One of the tasks of the European Commission is to make advancements with European integration. What is it that pushed Ms. Malmström to decide to favor this border controlling? Italy and France. In these two countries, the governments continue to learn to the right, which is always more populist. The former country is governed by an aristocracy of media, who govern with the League of the North. The latter, the country of Super-Sarko, praises its nationalist voters. And it is the approaching 2012 presidential elections in which the National Front hopes to pick up the votes of Sarcozyists.
Since January, twenty five thousand North Africans have arrived on the costs of Europe, majority of them in Italy and Malta. The Berlusconi government declared itself over capacity and issued temporary residency permits. These allow refugees to travel into other countries, because there are no longer any borders. France was upset by this and ordered its customs officers not to authorize access to its territory except to people with sufficient enough resources.

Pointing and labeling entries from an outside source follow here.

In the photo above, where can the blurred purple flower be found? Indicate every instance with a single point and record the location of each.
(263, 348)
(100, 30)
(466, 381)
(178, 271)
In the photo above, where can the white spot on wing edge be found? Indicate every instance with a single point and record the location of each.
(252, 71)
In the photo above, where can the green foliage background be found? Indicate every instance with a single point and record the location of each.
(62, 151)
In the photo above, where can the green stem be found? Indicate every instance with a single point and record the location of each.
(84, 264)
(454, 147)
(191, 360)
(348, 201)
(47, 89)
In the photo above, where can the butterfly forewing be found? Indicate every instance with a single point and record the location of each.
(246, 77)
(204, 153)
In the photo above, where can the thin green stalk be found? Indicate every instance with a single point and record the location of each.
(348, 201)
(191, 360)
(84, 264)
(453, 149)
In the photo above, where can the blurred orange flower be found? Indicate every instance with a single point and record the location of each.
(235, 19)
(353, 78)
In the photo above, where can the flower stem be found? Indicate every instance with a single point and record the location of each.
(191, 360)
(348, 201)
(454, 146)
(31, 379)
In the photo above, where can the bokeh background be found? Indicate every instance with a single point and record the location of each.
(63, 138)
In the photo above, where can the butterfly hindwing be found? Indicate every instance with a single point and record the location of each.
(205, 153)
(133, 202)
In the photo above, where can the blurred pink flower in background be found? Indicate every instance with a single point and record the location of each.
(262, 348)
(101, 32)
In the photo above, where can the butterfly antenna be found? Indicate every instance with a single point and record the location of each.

The European Commission yielded to the pressure and called together the ministers of the interior and of justice for an emergency summit. Next week, they will decide if and how the Schengen Agreement should be revised. The Commission talked to us about “the strict conditions” that should be met in order to authorize new border controls.

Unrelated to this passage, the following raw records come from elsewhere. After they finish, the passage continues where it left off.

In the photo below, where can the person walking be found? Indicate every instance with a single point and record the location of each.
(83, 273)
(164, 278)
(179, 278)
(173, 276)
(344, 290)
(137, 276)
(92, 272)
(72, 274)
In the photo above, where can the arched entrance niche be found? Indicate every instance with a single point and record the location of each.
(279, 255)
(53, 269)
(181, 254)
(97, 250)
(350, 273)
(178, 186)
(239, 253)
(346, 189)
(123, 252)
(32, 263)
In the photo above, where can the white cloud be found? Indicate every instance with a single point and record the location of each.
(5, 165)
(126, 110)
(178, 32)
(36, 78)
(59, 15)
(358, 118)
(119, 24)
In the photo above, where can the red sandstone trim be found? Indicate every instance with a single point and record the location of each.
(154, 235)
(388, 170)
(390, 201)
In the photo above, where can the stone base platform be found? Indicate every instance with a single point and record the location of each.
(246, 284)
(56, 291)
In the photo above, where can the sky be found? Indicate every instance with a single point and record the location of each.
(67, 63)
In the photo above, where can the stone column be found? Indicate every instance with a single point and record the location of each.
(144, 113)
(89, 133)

Malmström introduces it to us as a clarification of existing rules that were worded in a vague manner. But today the Schengen Agreement already authorizes interim controls when public order is threatened in a serious way. It is the use of these words that has created tension between France and Italy.
Europeans, dig up your axes!
This clarification, perhaps, is the goal of the Commission, but these plans are nothing more than a slap in the face to Europeans. Even beyond the technical rules, it is now symbolism that is hopeless: first of all, in 2011, the European Union found itself discussing interior borders and the crushing of 60 years of efforts for a unified Europe. Secondly, the engine of European integration, the Commission, will undergo before the political interests of the two governments. Thirdly, member states deny that the external borders of the European Union are European borders.
What we need is a European response to a European problem. A response of unity, and not egocentricity! We need a determined European course of action and agreement on the distribution of refugees. Germany is a great example of this: during its time of separation, the different regions of West Germany demonstrated cohesiveness by allocating the refugees of East Germany. Difficulties have been reduced for everyone from the way West Germany acted- as one would expect of a democracy- they did not lock the refugees up in inhuman conditions near its borders, as is the case in Lampedusa. None of the actors involved live up to the honor of the European standard. Not France, who refuses to let enter refugees from regions of crisis. Nor Italy, who distributes resident permits without any consultation. Nor the Commission, who is making border control possible within the European Union.
In 61 years, policy has done nothing. It is up to us, European citizens, to say clearly, “if you reinstate border controls, we will come with our axes and cut them down.”